Model	Size	19K VRAM	19K GPU/CPU	19K T/s	32K VRAM	32K Load	32K T/s	64K VRAM	64K Load	64K: T/s
Qwen3.5-35B-A3B-UD-IQ3_S	13.6	14.3GB	93%/100%	136.4	14.6GB	93%/100%	138.5	14.9GB	88%/115%	136.8
Qwen3.5-27B-UD-IQ3_XXS	11.5	12.9	98/100	45.3	13.7	98/100	45.1	14.7	45/410	22.7
Qwen3.5-122B-A10B-UD-IQ3_XXS	44.7	14.7	30/470	22.3	14.7	30/480	21.8	14.7	28/490	21.5
nvidia Nemotron-Cascade-2-30B IQ4_XS	18.2	14.6	60/305	115.8	14.7	57/311	113.6	14.7	55/324	103.4
gemma-4-26B-A4B-it-UD-IQ4_XS	13.4	14.7	95/100	121.7	14.9	95/115	114.9	14.9	75/190	96.1
gemma-4-31B-it-UD-IQ3_XXS	11.8	14.8	68/287	29.2	14.8	41/480	18.4	14.8	18/634	8.1
GLM-4.7-Flash-IQ4_XS	16.3	15.0	66/240	91.8	14.9	62/262	86.1	14.9	53/313	72.5
GLM-4.7-Flash-REAP-23B IQ4_XS	12.6	13.7	92/100	122.0	14.4	95/102	123.2	14.9	71/196	97.1

19K, 32K, and 64K are the context sizes.

The load above is a GPU Load. If you see a low number in this column- that means model is running mostly on CPU and can not get any decent speed on this hardware. That pattern matches what people see when too little of the model fits on the GPU or when context pushes work back to the host.

About llama.cpp, LLM performance, OpenCode and other comparisons

If you want install paths, llama-cli and llama-server examples, and the flags that matter for VRAM and tokens per second (context size, batching, -ngl), start with llama.cpp Quickstart with CLI and Server.

For the broader performance picture (throughput versus latency, VRAM limits, parallel requests, and how benchmarks fit together across hardware and runtimes), see LLM Performance in 2026: Benchmarks, Bottlenecks & Optimization.

The quality of the response is analysed in other articles, for instance:

Best LLMs for OpenCode - Tested Locally. You can read more about Opencode in OpenCode Quickstart: Install, Configure, and Use the Terminal AI Coding Agent
Comparison of Hugo Page Translation quality - LLMs on Ollama

I did run similar test for LLMs on Ollama: Best LLMs for Ollama on 16GB VRAM GPU.

Why context length changes tokens per second

As you move from 19K to 32K or 64K tokens, the KV cache grows and VRAM pressure rises. Some rows show a big drop in tokens per second at 64K while others stay flat, which is the signal to revisit quants, context limits, or layer offload rather than assuming the model is “slow” in general.

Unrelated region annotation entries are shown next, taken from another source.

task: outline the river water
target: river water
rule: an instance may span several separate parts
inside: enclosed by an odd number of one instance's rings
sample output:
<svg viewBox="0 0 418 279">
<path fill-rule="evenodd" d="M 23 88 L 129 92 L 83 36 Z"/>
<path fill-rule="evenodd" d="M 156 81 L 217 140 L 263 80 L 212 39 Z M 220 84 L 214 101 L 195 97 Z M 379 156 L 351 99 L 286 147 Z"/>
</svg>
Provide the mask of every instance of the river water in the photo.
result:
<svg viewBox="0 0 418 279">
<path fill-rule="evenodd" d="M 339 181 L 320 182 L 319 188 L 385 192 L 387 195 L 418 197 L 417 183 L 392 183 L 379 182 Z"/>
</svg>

The models and quants I’ve chosen to test - are to run by myself and see do they give a good gain in a sense of cost/benefit on this equipment or not. So no q8 quants here with 200k context :) …

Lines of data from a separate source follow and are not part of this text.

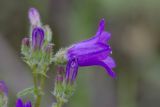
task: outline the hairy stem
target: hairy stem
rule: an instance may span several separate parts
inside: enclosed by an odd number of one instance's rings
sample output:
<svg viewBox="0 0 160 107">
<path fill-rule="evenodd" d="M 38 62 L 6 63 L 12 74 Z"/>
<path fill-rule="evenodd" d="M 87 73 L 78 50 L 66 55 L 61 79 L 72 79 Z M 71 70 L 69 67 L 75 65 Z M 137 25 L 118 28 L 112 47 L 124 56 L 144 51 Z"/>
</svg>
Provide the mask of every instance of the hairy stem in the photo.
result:
<svg viewBox="0 0 160 107">
<path fill-rule="evenodd" d="M 47 71 L 47 69 L 45 67 L 44 72 L 46 73 L 46 71 Z M 37 74 L 35 74 L 35 75 L 37 76 Z M 37 85 L 35 84 L 35 88 L 36 88 L 35 90 L 37 90 L 35 107 L 40 107 L 43 89 L 44 89 L 44 83 L 45 83 L 45 77 L 44 77 L 44 75 L 40 75 L 40 86 L 39 86 L 40 89 L 38 89 Z"/>
</svg>

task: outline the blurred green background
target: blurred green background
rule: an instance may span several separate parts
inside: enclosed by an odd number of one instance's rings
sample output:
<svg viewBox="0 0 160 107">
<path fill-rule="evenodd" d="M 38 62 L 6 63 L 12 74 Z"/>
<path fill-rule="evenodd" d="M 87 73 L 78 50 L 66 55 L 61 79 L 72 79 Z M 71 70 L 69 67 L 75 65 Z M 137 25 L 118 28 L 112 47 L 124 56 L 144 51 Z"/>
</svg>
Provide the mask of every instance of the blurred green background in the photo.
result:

GPU/CPU is a load, measured by nvitop.

llama.cpp when autoconfiguring the layers unloading to GPU is trying to keep 1GB free. We manually specify this parameter via commandline param -ngl but I’m not finetuning it here, just need to understand that if there is significant performance drop when increasing context window size from 32k to 64k - we can try to increase speed on 64k by finetuning number of unloaded layers.

Test hardware and llama.cpp setup

I tested the LLM speed on a PC with this config:

CPU i-14700
RAM 64GB 6000Hz (2x32GB)
GPU RTX-4080
Ubuntu with NVidia drivers
llama.cpp/llama-cli, no unloaded layers specified
Initial VRAM used, before starting llama-cli: 300MB

Extra runs at 128K context (Qwen3.5 27B and 122B)

Model	128K Load	128K: T/s
Qwen3.5-27B-UD-IQ3_XXS	16/625	9.6
Qwen3.5-122B-A10B-UD-IQ3_XXS	27/496	19.2

Takeaways for 16 GB VRAM builds

My current favorite Qwen3.5-27B-UD-IQ3_XXS is looking good on it’s sweetspot 50k context (I am getting approx 36t/s)
Qwen3.5-122B-A10B-UD-IQ3_XXS is overtaking performance-wise the Qwen3.5 27B on the contexts above 64K.
I can push Qwen3.5-35B-A3B-UD-IQ3_S to handle context 100k tokens, and it fits into vram, so no performance drop
I will not use gemma-4-31B on 16GB VRAM, but gemma-4-26B might be medium-well…, need to test.
Need to test how well Nemotron cascade 2 and GLM-4.7 Flash REAP 23B work. will they be better then Qwen3.5-35B q3? I doubt but still, might test to confirm the suspicion.